Hinweise auf Radikalisierung

Der Angreifer habe Soldaten angegriffen, die im Anti-Terror-Einsatz gewesen seien. Außerdem habe es schon bei einem früheren Gefängnisaufenthalt Hinweise auf eine Radikalisierung gegeben. "Er war äußerst gewalttätig", so der Staatsanwalt. Ermittelt wird unter anderem wegen Mordversuchs in Verbindung mit einem terroristischen Vorhaben. Der Mann hatte auch einen Behälter mit Kraftstoff auf dem Flughafen dabei, berichtete Molins.

Vor der Attacke im Terminal Süd des Flughafens südlich von Paris hatte der Mann bereits bei einer Polizeikontrolle in einem Vorort der Hauptstadt das Feuer eröffnet und einen Polizisten verletzt.

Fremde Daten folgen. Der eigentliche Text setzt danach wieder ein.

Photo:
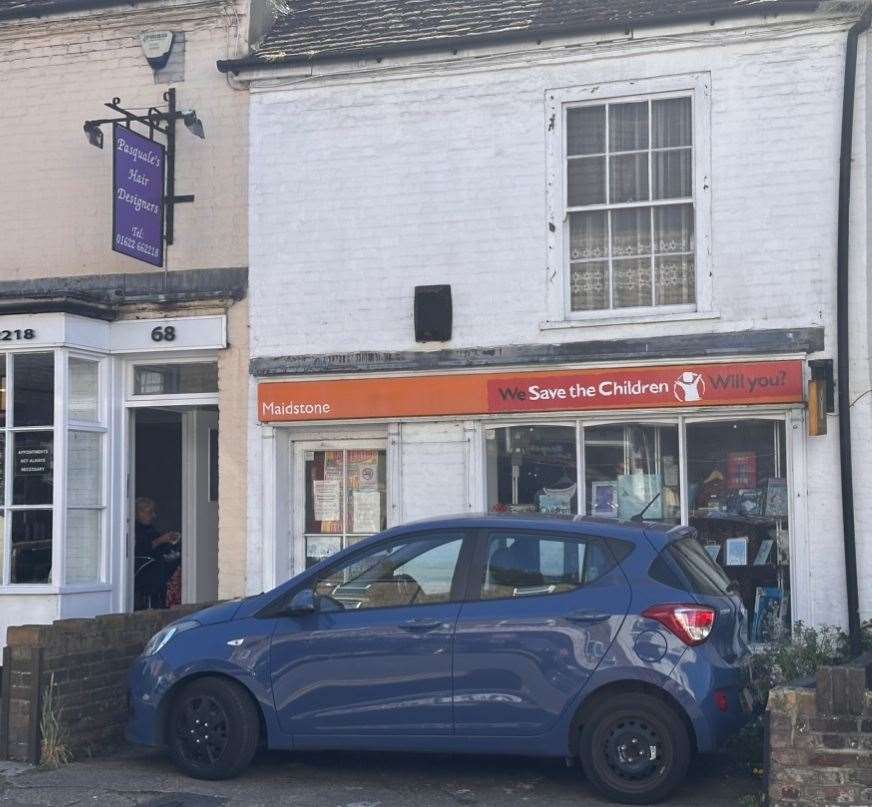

Nach der Attacke nahmen Ermittler drei Verwandte in Gewahrsam, den Vater, den Bruder und einen Cousin des Angreifers. Dieser habe ein langes Vorstrafenregister gehabt. Eine Durchsuchung im Rahmen des terrorbedingten Ausnahmezustandes habe aber nichts ergeben, berichtete Molins. Der Vater wurde inzwischen wieder freigelassen, die beiden anderen bleiben bleiben weiter in Gewahrsam.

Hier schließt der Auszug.